Under the health care bill in the House of Representatives, H.R. 3200, the “doughnut hole” would be phased out by 2022, when Medicare Part D would cover prescription drug purchases within the window it does not cover as of now.
“Beyond the 10-year budget window, the premiums would increase slightly more until the doughnut hole was eliminated in 2022, beyond that point, enrollees premiums would grow along with the cost for covered drugs,” says CBO.
The change in the rules would have a varying net financial impact on individual seniors, depending on the volume of their prescription drug use.

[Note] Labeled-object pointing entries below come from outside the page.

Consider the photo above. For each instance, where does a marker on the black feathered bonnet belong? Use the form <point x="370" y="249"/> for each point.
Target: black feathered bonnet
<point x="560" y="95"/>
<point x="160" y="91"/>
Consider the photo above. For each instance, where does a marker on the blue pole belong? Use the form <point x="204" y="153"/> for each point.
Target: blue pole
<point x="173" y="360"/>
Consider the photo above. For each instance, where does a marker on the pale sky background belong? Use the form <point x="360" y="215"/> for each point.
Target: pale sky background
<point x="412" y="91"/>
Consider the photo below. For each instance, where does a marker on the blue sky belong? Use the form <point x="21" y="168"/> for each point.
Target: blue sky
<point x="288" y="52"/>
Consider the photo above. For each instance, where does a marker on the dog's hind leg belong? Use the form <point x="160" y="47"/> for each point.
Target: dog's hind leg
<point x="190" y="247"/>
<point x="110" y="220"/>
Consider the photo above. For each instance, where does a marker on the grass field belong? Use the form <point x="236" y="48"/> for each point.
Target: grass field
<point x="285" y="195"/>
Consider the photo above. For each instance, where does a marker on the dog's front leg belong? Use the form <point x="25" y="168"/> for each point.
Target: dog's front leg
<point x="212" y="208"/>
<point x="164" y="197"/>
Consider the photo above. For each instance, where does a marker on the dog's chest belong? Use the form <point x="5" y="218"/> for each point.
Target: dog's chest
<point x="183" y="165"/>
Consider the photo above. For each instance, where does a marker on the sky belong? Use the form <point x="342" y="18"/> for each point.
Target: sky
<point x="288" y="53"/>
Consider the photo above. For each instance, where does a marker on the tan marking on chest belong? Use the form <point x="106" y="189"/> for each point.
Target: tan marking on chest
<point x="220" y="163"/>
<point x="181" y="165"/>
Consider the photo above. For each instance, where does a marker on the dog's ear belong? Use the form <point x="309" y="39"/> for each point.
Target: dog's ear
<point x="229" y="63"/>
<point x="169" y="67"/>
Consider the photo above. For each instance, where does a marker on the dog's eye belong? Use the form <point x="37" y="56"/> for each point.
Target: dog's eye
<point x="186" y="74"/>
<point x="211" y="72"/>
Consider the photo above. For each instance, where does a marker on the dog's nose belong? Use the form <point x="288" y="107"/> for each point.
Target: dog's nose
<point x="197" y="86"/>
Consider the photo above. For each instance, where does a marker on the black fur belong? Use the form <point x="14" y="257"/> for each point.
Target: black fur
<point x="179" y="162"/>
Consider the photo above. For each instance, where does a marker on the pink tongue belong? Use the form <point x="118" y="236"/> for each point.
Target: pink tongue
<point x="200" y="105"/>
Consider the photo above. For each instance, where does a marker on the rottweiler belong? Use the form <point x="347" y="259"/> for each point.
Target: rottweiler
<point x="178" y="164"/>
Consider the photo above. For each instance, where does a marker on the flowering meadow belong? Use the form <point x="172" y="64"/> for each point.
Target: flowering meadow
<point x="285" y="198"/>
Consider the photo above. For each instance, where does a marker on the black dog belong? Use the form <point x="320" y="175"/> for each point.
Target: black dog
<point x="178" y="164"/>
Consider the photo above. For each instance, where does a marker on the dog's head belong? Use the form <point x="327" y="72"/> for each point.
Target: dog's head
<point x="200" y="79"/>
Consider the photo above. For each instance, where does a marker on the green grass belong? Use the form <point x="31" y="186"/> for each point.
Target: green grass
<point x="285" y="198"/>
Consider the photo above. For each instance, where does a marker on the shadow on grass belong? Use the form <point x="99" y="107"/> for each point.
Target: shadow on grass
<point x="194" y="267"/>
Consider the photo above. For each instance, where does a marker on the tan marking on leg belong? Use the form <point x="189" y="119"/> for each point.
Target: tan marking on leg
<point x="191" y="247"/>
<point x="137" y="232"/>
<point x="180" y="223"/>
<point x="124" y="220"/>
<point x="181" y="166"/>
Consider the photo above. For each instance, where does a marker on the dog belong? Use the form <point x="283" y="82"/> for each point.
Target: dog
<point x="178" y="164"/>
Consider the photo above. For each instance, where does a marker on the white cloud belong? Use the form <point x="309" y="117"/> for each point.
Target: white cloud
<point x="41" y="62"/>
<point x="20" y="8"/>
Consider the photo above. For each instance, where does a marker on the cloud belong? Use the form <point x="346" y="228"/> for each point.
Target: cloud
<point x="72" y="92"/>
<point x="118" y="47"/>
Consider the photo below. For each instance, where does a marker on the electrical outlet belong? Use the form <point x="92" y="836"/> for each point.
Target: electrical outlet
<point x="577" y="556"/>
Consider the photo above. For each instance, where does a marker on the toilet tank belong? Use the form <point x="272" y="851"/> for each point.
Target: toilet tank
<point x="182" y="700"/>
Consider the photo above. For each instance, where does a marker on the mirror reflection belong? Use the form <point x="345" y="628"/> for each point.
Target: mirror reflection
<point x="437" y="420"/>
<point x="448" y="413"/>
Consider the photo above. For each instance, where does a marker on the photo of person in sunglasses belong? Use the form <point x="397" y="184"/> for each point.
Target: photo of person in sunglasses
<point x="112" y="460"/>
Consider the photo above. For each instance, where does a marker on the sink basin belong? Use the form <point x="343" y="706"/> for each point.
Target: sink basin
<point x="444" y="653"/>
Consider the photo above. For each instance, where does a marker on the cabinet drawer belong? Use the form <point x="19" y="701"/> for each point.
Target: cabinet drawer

“Of course, the effect of total spending would vary among beneficiaries: Those who ended up purchasing a relatively small amount of drugs in a year would pay more in additional premiums than they would gain from lower cost sharing, while those who purchased a relatively large amount of drugs in a year would gain more from lower cost sharing than they would pay in higher premiums,” says CBO.
About 3.8 million seniors were subject to the “doughnut hole” in 2007, according to the Center for Medicare and Medicaid Services (CMS).
Rep. Camp argues that most seniors would suffer a net financial loss under the change envisioned in the health-care bill.
Among Medicare Part D beneficiaries, he said in a statement citing data from CMS, 10.9 percent would save money under the Democratic health bill, while about 76 percent would pay more.
“Health care reform should make health care more affordable, not more expensive,” said Camp. “Clearly, it is time to scrap this bill and start over with open, bipartisan talks.”
However, Robert Kocher of the President’s National Economic Council said in a recent White House video that prescription drugs will become less expensive.
“You will have lower drug costs,” Kocher said. “Right now in the Medicare program, when you reach the point at which Part D can’t cover a drug, you have to pay full price. Under insurance reform, you will pay lower prices for those pills you take.”
However, CBO said in its letter to Rep. Camp that the new rules would cause drug manufacturers to increase prices on new “breakthrough” drugs.
“Drug manufacturers would be constrained from increasing prices for existing drugs but could offset the rebates they would be required to pay for full-benefit dual-eligible individuals by charging higher prices for new drugs – particularly for ‘breakthrough’ drugs (the first drugs that use new mechanisms to treat illnesses),” said CBO.